Accordingly, non-resident buyers would not be required to deduct tax under section 194Q, in case of purchase of shares and securities from a resident seller (unless the purchase relates to the permanent establishment). However, share sale between two resident taxpayers may be subject to tax deduction under section 194Q of the IT Act.
4. Whether tax is required to be deducted in case of a loss arising on sale of shares and/ or securities?
Unlike section 195 of the IT Act, which requires tax to be withheld on income chargeable to tax under the IT Act, section 194Q requires that the tax should be deducted from the sale consideration. Thus, in the absence of any specific exemption, the literal reading of the provision suggests that tax would be required to be deducted, irrespective of whether such sale of securities results in gain or loss.
The Circular has also clarified that section 194Q will not apply if the seller is a person who is exempt from tax under the IT Act or any other law (like RBI Act, etc.). However, such exemption would not extend to cases where only partial income of the seller is exempt.
5. Whether tax would be required to be collected at source if tax is deducted under section 194Q?
Section 206C(1H) was introduced in the IT Act last year, which requires a seller of goods to collect 0.1% of the sale consideration from the buyer where (a) the consideration received by the seller is more than INR 5 million in a financial year from each buyer; and (b) the seller’s turnover from his/ her business in the financial year preceding the year in which the transactions take place exceeds INR 10 crore. Thus, under the said provisions, sellers are obligated to collect tax from buyers on sale of goods.
However, the IT Act provides that no tax would be required to be collected under the said provisions if tax has been deducted under the IT Act. Thus, if both section 194Q and 206C(1H) are applicable, then section 194Q will supersede and no tax would be required to be collected under section 206C(1H), even if all the conditions therein are satisfied. However, if the provisions of section 194Q do not apply to a particular transaction involving the sale of shares or securities, then section 206C(1H) may apply. Thus, it would be pertinent to analyse its applicability to the said transaction.
The Circular also provides that if, for any reason, tax has been collected by the seller under section 206C(1H) of the IT Act, before the buyer could deduct tax under section 194Q on the same transaction, then such transaction would not be subject to tax deduction again by the buyer. CBDT has provided this concession to remove difficulty, since tax rate of deduction and collection are the same in the aforementioned sections.

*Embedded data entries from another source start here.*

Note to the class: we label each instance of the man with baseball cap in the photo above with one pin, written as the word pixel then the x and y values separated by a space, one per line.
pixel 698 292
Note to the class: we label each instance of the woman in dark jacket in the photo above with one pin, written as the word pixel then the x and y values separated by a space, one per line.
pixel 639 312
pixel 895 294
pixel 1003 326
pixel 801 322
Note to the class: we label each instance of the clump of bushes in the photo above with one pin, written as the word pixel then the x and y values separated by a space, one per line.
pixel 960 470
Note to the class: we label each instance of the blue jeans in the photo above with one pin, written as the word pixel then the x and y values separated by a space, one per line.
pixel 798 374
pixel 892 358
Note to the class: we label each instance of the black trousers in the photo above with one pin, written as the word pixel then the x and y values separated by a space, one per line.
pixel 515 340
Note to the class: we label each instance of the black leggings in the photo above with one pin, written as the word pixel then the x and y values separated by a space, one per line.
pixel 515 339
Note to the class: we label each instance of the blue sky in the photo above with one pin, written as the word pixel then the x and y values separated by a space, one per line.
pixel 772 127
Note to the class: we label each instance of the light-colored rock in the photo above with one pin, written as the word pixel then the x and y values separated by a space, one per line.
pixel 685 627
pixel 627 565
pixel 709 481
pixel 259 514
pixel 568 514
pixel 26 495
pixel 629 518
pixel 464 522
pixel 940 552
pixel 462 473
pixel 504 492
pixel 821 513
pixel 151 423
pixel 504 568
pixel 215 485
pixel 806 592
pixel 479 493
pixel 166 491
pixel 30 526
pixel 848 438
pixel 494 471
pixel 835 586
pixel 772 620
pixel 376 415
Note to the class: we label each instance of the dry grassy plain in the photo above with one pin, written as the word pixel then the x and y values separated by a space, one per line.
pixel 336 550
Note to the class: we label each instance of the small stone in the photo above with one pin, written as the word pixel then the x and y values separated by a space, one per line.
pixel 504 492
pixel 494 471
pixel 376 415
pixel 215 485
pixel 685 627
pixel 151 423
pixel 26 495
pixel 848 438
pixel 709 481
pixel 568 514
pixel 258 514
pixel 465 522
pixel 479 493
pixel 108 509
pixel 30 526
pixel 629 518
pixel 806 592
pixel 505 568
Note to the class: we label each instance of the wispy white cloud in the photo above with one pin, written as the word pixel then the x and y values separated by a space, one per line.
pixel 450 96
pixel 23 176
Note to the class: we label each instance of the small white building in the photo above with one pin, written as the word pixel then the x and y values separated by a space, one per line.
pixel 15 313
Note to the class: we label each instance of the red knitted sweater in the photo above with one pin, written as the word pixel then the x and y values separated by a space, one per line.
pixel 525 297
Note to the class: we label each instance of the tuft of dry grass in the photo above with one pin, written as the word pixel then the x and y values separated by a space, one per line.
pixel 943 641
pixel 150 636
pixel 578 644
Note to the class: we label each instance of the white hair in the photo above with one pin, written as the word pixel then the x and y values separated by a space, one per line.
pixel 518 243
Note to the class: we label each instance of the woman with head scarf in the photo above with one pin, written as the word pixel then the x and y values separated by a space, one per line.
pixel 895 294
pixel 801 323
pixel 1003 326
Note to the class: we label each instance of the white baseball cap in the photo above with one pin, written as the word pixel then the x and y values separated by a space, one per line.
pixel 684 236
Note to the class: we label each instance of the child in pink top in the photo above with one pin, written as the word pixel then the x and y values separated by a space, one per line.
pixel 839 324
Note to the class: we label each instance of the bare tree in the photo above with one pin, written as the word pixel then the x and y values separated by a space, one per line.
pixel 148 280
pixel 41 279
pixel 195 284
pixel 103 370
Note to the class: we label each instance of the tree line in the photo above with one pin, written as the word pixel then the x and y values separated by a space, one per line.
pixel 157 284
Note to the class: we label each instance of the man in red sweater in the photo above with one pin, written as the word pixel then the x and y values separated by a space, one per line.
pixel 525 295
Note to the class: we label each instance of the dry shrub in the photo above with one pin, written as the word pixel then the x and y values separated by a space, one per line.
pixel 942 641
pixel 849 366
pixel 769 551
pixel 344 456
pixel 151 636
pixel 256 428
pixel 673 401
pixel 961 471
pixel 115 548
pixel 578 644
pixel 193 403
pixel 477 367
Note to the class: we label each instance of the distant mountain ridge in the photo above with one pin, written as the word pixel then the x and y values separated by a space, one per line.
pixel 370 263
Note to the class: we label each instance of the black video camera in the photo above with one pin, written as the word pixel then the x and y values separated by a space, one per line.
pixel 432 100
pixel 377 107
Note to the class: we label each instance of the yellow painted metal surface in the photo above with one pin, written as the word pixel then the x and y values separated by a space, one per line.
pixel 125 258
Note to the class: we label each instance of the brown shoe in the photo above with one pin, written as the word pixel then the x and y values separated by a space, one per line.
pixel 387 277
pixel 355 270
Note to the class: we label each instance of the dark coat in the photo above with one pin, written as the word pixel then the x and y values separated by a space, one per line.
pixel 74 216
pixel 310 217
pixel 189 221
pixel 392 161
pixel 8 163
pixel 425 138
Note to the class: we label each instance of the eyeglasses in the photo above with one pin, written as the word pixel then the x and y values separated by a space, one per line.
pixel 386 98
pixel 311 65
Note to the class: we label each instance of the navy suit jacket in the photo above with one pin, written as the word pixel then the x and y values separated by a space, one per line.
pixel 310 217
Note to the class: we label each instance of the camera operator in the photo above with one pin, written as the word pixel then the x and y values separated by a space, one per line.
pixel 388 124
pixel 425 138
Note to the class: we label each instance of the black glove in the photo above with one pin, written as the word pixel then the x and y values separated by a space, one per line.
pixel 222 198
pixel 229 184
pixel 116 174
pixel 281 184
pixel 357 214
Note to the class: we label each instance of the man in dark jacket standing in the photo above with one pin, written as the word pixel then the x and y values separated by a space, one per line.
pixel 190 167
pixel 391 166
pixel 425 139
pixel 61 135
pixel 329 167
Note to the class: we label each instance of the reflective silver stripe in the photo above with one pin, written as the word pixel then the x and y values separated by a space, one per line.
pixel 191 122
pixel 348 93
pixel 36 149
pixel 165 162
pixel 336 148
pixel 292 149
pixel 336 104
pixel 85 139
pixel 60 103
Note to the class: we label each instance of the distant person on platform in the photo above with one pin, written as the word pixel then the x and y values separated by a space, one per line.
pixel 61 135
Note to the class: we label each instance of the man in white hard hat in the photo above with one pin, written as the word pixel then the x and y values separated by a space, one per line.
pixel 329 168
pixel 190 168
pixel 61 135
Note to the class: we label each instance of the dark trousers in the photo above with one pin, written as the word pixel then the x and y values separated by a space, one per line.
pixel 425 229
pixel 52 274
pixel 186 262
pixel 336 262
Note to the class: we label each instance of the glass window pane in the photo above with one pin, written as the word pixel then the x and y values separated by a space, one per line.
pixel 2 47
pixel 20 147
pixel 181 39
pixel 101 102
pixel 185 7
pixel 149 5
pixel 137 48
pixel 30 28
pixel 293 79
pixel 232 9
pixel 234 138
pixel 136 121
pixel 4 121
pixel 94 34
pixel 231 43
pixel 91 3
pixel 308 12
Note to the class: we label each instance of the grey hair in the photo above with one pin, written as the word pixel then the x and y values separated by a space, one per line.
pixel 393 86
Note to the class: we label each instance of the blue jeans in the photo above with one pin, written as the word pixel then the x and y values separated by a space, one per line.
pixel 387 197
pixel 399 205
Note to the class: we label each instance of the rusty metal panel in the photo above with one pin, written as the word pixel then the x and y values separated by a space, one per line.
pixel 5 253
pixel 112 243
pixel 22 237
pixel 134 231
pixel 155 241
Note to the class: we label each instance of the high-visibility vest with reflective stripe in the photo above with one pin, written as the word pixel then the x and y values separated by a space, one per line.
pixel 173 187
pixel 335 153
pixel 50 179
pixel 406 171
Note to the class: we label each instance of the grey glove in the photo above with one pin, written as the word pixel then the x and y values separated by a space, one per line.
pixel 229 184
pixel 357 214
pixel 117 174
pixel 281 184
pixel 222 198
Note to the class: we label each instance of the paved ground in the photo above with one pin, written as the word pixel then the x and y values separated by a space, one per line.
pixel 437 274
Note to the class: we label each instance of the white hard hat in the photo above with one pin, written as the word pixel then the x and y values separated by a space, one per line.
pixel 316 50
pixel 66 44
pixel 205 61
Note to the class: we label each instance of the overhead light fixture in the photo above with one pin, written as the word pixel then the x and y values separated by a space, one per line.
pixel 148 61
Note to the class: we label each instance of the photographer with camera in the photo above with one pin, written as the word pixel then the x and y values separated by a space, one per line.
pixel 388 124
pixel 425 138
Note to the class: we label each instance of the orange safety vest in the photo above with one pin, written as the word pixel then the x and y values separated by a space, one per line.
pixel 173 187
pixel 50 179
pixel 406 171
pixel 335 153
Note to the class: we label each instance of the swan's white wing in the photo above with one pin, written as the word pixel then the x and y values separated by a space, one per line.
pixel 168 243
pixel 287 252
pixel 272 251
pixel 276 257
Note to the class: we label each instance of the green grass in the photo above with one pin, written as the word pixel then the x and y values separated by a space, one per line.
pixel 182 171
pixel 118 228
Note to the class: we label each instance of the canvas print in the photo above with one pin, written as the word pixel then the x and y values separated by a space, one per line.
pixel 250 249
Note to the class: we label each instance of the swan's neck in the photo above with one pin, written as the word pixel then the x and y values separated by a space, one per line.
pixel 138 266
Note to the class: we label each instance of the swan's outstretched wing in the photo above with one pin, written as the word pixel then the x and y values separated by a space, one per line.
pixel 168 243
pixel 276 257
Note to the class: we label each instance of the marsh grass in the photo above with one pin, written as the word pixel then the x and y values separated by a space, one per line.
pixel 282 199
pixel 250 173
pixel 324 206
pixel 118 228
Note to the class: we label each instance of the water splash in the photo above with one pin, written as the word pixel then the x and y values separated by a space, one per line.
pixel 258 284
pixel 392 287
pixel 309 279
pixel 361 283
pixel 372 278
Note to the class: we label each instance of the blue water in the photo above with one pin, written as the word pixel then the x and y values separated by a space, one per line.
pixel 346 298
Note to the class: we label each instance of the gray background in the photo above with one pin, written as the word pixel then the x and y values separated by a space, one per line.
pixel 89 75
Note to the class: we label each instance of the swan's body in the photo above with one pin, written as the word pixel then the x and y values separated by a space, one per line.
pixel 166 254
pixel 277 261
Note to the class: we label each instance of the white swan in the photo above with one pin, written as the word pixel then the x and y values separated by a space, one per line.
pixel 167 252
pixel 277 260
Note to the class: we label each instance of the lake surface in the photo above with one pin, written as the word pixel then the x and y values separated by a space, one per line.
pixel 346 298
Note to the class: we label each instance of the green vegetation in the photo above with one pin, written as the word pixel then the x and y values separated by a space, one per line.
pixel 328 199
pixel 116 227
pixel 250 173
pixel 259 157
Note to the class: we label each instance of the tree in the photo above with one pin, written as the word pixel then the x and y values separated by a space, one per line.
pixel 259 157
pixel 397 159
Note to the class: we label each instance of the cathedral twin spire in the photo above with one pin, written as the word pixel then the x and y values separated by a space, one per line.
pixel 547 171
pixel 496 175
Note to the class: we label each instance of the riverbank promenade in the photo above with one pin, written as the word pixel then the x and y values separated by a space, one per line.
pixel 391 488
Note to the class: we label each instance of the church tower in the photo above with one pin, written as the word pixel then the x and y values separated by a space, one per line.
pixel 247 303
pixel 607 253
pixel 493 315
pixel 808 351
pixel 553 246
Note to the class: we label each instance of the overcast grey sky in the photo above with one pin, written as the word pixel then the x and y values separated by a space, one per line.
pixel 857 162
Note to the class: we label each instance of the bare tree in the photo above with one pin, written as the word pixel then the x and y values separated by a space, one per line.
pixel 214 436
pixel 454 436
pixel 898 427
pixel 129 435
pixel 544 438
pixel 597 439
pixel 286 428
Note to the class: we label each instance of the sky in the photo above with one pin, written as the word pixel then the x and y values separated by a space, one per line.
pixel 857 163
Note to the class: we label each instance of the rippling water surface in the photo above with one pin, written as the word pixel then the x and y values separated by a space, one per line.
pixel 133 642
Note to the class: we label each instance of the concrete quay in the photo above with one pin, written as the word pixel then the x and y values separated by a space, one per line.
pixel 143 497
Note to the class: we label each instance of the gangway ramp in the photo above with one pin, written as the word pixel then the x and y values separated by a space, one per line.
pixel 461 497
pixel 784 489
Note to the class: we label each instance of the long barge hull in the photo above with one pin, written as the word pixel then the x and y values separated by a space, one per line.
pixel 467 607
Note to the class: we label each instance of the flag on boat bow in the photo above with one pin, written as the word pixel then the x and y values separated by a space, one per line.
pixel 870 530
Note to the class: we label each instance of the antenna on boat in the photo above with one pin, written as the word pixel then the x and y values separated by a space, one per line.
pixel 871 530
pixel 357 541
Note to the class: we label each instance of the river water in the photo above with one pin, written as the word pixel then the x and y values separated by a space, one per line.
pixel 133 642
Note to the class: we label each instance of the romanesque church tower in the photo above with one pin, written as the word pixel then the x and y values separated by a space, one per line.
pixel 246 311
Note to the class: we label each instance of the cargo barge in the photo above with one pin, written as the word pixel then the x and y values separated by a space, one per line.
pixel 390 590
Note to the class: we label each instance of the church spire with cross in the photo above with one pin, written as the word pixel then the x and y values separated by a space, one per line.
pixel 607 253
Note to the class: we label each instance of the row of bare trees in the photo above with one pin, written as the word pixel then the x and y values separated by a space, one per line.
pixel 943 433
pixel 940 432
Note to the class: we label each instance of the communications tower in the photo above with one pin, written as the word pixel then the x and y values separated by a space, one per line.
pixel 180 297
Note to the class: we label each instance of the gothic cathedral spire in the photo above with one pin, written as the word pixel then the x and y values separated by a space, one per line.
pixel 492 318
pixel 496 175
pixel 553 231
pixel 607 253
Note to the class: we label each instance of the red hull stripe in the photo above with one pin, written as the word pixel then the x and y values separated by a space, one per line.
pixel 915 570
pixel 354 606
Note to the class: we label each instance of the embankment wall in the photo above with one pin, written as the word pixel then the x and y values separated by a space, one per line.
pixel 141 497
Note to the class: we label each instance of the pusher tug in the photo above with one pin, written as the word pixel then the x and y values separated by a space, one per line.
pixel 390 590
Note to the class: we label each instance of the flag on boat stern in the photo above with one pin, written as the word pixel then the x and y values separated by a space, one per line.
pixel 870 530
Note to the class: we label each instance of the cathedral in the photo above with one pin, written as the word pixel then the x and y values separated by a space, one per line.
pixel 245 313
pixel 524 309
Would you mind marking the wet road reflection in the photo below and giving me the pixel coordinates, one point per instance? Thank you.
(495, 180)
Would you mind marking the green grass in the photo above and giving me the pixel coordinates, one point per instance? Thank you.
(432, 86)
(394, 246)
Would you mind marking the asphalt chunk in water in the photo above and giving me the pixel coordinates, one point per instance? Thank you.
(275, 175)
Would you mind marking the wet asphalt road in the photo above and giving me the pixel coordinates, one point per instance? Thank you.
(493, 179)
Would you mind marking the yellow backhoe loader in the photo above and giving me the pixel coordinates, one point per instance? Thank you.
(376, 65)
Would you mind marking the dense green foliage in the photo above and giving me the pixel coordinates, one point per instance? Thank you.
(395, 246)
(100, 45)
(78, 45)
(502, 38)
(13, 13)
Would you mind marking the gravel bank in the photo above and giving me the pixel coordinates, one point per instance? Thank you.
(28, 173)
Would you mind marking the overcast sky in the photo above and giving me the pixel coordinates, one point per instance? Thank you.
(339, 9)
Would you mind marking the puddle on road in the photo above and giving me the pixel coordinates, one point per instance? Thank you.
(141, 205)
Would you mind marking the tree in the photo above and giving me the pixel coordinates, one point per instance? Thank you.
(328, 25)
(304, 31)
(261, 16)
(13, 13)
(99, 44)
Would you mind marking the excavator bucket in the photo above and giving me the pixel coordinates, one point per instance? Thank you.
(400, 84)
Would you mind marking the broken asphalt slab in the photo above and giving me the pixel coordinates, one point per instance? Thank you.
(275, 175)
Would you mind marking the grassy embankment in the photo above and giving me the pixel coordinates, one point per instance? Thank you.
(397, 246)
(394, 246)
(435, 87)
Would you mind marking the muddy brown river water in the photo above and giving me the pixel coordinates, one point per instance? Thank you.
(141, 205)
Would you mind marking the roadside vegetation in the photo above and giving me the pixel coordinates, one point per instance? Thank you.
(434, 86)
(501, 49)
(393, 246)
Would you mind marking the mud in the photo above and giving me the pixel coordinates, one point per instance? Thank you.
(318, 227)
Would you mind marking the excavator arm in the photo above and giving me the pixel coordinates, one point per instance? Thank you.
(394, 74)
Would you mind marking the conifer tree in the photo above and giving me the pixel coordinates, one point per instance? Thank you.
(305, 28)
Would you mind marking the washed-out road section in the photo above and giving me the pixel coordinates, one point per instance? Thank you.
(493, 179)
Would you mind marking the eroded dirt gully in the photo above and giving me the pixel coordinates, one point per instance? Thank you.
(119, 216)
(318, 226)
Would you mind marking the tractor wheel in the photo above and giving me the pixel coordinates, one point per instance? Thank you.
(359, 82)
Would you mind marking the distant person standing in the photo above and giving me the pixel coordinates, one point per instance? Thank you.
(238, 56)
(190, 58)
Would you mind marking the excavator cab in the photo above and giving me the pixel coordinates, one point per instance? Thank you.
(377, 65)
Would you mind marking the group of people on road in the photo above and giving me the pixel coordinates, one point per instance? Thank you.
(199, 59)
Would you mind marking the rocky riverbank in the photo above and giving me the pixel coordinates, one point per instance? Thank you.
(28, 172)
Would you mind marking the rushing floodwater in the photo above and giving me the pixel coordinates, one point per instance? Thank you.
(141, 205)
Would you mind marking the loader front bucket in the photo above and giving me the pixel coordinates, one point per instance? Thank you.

In light of the above discussion, it may be advisable to analyse the applicability of provisions of section 194Q (and/or 206C(1H), to the sale of shares and securities by resident shareholders. The application of such provisions will not only have a bearing on the tax cost/ cash flow, but also the way share purchase agreements may be drafted, as appropriate clauses, such as tax indemnity clauses, tax representations, etc., may be required to be incorporated in the share purchase agreements, which were not required to be included earlier.